I hate how this situation is spoken about as a lost cause. People in the comments section here are acting like this information is required for the web to work at all. Probably weren't alive at a time where websites could be stored offline because they didn't expect constant client validation. Multiple comments acting like light/dark mode requires a server request, and couldn't just be handled offline by the clients browser choosing how to render stuff after its been downloaded. Bet they think the web server needs to know the time zone too.
Theres no way to control that.
Some of us are professional software developers old enough to have started programming in Windows 95. Rather than being dismissive, maybe you should question whether you have a full understanding of how everything works.
Light / dark mode doesn't require a server request. It's a client side API. The client side JavaScript or CSS can request to know what mode the system is wants and can adjust itself accordingly.

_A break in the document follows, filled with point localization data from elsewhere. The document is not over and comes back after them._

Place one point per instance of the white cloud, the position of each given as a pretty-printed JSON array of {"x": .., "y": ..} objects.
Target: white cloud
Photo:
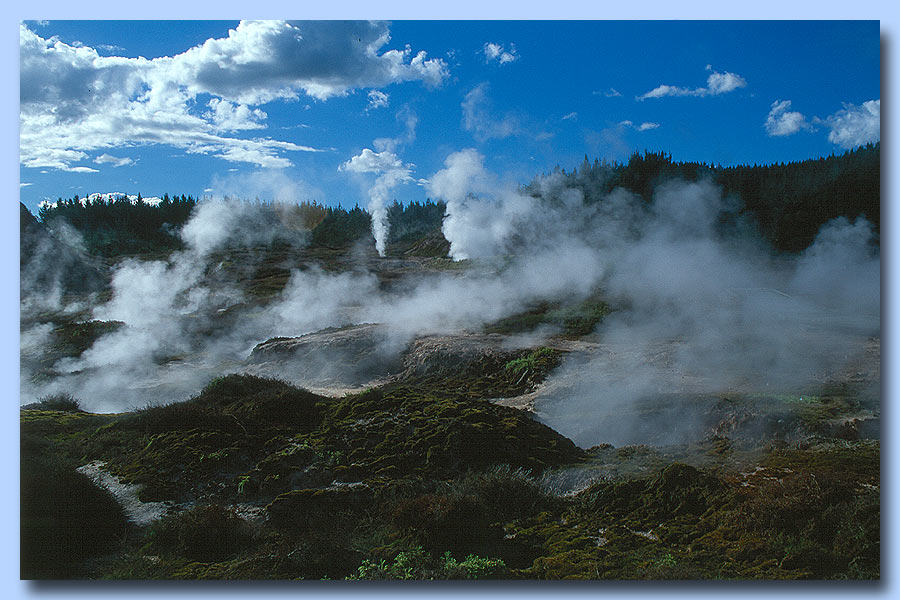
[
  {"x": 496, "y": 52},
  {"x": 377, "y": 99},
  {"x": 391, "y": 172},
  {"x": 855, "y": 125},
  {"x": 369, "y": 161},
  {"x": 783, "y": 121},
  {"x": 478, "y": 119},
  {"x": 74, "y": 101},
  {"x": 113, "y": 160},
  {"x": 716, "y": 84},
  {"x": 642, "y": 127}
]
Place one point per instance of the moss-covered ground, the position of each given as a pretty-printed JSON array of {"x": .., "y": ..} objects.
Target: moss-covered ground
[{"x": 415, "y": 481}]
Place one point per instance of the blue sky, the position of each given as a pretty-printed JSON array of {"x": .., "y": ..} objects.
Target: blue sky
[{"x": 343, "y": 112}]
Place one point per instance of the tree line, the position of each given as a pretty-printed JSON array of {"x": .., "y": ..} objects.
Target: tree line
[{"x": 789, "y": 202}]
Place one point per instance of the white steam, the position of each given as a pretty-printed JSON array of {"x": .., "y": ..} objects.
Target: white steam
[{"x": 702, "y": 307}]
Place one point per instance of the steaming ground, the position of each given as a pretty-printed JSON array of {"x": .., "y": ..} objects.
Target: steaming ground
[{"x": 702, "y": 308}]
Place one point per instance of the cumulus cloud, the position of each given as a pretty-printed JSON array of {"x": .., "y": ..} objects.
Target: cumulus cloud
[
  {"x": 716, "y": 84},
  {"x": 377, "y": 99},
  {"x": 645, "y": 126},
  {"x": 75, "y": 101},
  {"x": 115, "y": 161},
  {"x": 391, "y": 172},
  {"x": 855, "y": 125},
  {"x": 783, "y": 121},
  {"x": 478, "y": 119},
  {"x": 496, "y": 52}
]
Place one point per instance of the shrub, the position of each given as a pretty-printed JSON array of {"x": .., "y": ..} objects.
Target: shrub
[
  {"x": 419, "y": 564},
  {"x": 205, "y": 533},
  {"x": 65, "y": 518}
]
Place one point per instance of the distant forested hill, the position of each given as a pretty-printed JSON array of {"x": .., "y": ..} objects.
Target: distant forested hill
[{"x": 788, "y": 202}]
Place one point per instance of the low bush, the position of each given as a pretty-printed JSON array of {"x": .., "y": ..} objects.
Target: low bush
[{"x": 205, "y": 533}]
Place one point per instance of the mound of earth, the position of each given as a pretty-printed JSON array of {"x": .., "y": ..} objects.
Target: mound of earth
[{"x": 334, "y": 358}]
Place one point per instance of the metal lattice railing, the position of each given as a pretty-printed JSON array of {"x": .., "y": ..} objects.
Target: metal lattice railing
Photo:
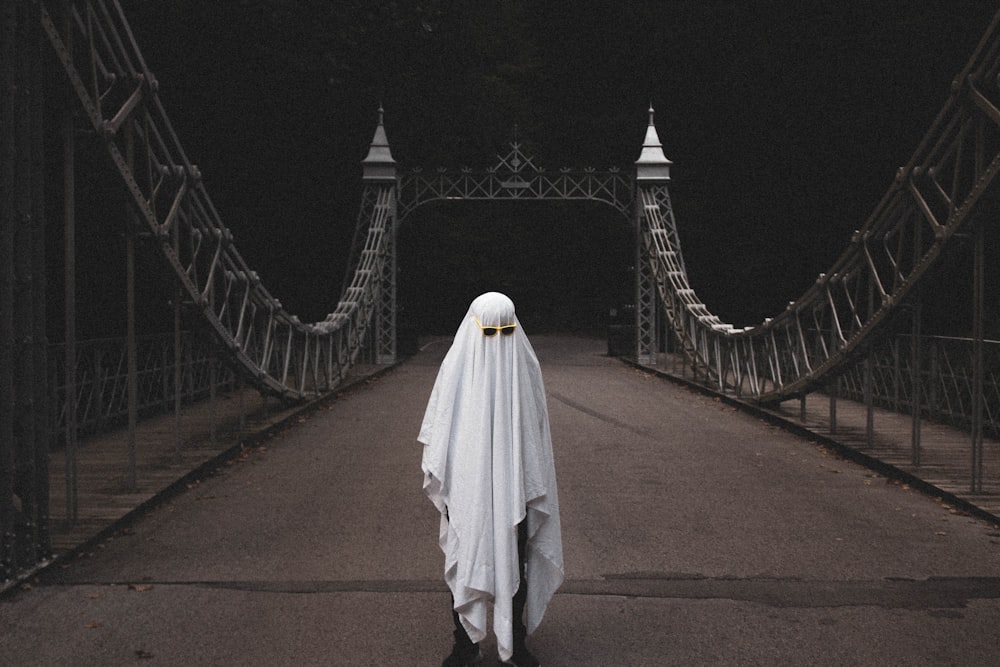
[
  {"x": 118, "y": 93},
  {"x": 943, "y": 385},
  {"x": 101, "y": 391},
  {"x": 937, "y": 194}
]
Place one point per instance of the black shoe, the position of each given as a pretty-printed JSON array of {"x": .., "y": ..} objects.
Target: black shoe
[
  {"x": 522, "y": 658},
  {"x": 463, "y": 656}
]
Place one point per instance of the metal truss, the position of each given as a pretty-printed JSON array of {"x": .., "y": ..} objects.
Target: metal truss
[
  {"x": 118, "y": 93},
  {"x": 515, "y": 176},
  {"x": 939, "y": 192}
]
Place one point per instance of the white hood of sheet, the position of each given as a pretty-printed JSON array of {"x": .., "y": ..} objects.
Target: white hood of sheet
[{"x": 487, "y": 463}]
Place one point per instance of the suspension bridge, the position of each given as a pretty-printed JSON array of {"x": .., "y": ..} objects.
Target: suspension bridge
[{"x": 856, "y": 336}]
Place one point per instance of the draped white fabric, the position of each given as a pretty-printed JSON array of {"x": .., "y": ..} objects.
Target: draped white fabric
[{"x": 488, "y": 465}]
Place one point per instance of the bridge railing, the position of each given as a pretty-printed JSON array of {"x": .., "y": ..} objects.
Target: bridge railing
[
  {"x": 172, "y": 209},
  {"x": 942, "y": 389},
  {"x": 939, "y": 196},
  {"x": 165, "y": 376}
]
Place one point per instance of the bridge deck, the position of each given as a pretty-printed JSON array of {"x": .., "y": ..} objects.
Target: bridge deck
[{"x": 694, "y": 533}]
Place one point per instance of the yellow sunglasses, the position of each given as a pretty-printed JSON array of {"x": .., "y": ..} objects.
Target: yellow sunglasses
[{"x": 505, "y": 330}]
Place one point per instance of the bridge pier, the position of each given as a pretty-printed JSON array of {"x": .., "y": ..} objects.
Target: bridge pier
[
  {"x": 23, "y": 390},
  {"x": 652, "y": 177},
  {"x": 379, "y": 172}
]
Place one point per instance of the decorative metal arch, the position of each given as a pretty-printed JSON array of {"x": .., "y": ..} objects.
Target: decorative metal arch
[{"x": 515, "y": 176}]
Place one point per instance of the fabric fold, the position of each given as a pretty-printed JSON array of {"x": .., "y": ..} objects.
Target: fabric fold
[{"x": 488, "y": 466}]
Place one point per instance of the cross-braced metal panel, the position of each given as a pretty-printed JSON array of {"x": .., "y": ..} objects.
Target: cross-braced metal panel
[
  {"x": 515, "y": 177},
  {"x": 117, "y": 91}
]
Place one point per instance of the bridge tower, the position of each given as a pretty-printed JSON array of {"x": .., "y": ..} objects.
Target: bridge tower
[
  {"x": 652, "y": 174},
  {"x": 379, "y": 177},
  {"x": 389, "y": 196}
]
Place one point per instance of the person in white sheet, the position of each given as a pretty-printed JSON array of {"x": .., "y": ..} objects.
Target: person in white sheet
[{"x": 488, "y": 469}]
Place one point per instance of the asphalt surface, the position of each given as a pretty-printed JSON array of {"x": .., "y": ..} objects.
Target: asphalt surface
[{"x": 694, "y": 534}]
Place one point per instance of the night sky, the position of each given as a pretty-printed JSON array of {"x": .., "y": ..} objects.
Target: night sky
[{"x": 785, "y": 122}]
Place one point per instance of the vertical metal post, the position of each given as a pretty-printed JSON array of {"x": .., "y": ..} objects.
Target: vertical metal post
[
  {"x": 39, "y": 499},
  {"x": 178, "y": 295},
  {"x": 8, "y": 78},
  {"x": 869, "y": 401},
  {"x": 834, "y": 391},
  {"x": 212, "y": 390},
  {"x": 896, "y": 374},
  {"x": 979, "y": 268},
  {"x": 69, "y": 260},
  {"x": 916, "y": 362},
  {"x": 177, "y": 374},
  {"x": 133, "y": 382}
]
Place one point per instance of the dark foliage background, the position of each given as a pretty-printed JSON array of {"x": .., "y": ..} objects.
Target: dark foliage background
[{"x": 785, "y": 122}]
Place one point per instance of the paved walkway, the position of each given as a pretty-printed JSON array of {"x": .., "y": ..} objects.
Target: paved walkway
[{"x": 695, "y": 534}]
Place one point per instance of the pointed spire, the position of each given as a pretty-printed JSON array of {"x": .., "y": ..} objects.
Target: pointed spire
[
  {"x": 379, "y": 165},
  {"x": 652, "y": 164}
]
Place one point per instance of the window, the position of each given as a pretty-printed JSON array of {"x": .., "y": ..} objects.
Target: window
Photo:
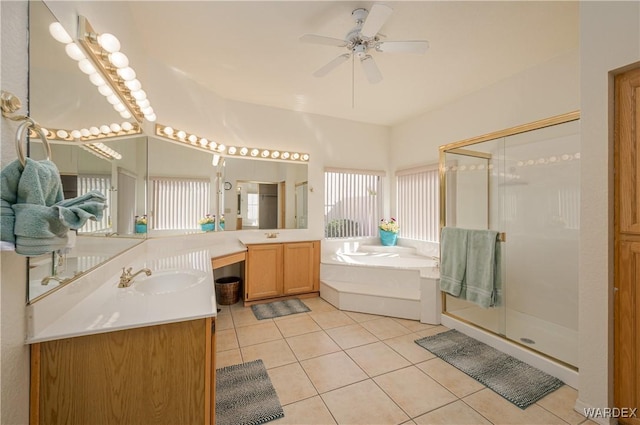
[
  {"x": 179, "y": 203},
  {"x": 352, "y": 203},
  {"x": 418, "y": 203},
  {"x": 101, "y": 183}
]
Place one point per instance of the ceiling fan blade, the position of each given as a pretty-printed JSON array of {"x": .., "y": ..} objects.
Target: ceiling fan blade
[
  {"x": 371, "y": 69},
  {"x": 331, "y": 65},
  {"x": 375, "y": 20},
  {"x": 320, "y": 39},
  {"x": 414, "y": 46}
]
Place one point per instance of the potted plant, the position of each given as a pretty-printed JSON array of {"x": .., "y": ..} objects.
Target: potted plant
[
  {"x": 208, "y": 223},
  {"x": 141, "y": 223},
  {"x": 388, "y": 231}
]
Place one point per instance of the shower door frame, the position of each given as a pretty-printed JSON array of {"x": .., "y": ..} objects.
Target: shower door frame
[{"x": 460, "y": 149}]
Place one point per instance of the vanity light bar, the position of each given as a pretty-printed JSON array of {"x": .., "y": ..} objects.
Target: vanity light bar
[
  {"x": 108, "y": 69},
  {"x": 88, "y": 134},
  {"x": 102, "y": 151},
  {"x": 204, "y": 144}
]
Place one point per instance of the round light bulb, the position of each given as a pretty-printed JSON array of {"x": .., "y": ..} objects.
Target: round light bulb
[
  {"x": 139, "y": 94},
  {"x": 97, "y": 80},
  {"x": 133, "y": 85},
  {"x": 59, "y": 33},
  {"x": 86, "y": 66},
  {"x": 127, "y": 73},
  {"x": 74, "y": 52},
  {"x": 105, "y": 90},
  {"x": 119, "y": 59},
  {"x": 109, "y": 42}
]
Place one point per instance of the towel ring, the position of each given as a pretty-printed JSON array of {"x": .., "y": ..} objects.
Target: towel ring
[{"x": 23, "y": 132}]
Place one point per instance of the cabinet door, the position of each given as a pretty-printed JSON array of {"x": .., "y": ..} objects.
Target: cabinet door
[
  {"x": 263, "y": 271},
  {"x": 300, "y": 274}
]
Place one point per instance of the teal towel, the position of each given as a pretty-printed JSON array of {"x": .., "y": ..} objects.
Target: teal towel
[
  {"x": 453, "y": 260},
  {"x": 480, "y": 279}
]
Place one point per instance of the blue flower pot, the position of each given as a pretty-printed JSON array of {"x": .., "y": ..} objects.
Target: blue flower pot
[
  {"x": 388, "y": 238},
  {"x": 208, "y": 227}
]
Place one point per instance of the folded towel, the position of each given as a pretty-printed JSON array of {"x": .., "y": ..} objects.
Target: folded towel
[
  {"x": 453, "y": 259},
  {"x": 480, "y": 279}
]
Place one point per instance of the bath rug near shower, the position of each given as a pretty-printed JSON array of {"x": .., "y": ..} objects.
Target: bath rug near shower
[
  {"x": 279, "y": 308},
  {"x": 516, "y": 381},
  {"x": 245, "y": 395}
]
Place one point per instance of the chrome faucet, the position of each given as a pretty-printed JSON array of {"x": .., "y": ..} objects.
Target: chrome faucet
[{"x": 126, "y": 278}]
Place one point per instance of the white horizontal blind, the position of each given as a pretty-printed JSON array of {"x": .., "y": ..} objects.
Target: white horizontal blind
[
  {"x": 179, "y": 203},
  {"x": 418, "y": 203},
  {"x": 352, "y": 203},
  {"x": 101, "y": 183}
]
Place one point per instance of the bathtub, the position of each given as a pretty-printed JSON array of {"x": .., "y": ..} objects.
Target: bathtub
[{"x": 396, "y": 281}]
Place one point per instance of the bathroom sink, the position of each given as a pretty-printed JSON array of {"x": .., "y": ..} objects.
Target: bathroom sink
[{"x": 167, "y": 281}]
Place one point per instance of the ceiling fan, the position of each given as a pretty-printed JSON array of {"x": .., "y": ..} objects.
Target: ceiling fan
[{"x": 363, "y": 39}]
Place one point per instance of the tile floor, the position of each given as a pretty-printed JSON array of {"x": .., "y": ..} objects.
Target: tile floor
[{"x": 338, "y": 367}]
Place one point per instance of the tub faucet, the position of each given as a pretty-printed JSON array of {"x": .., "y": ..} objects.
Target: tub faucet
[{"x": 126, "y": 278}]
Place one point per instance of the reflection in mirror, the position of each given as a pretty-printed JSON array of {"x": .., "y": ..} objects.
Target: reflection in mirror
[
  {"x": 174, "y": 168},
  {"x": 62, "y": 97}
]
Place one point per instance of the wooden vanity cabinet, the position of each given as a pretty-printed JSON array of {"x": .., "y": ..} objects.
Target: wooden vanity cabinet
[
  {"x": 282, "y": 269},
  {"x": 162, "y": 374}
]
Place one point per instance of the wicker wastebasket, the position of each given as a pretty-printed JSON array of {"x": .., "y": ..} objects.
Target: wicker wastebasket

The problem is that there's no way of preventing the client from knowing what mode it ends up in and sending that information back. The client need to be able to query what's rendered for a variety of reasons, not least of which is maintaining backwards compatibility with all of the 90s and 00s era web APIs that use these to update what's displayed.
You can disable JavaScript if you want, and that will prevent much of this information being sent back, but you'll also break most websites because most websites need client side JavaScript to provide a modern UX that people expect, because at a fundamental level, dynamic software that responds to what the user is doing and adjusts itself accordingly is more powerful then static software that just consists of a preset information laid out. You can build basic websites that consist of just static documents and forms and work without JavaScript but you're limited to basic document sites without interactivity like blogs.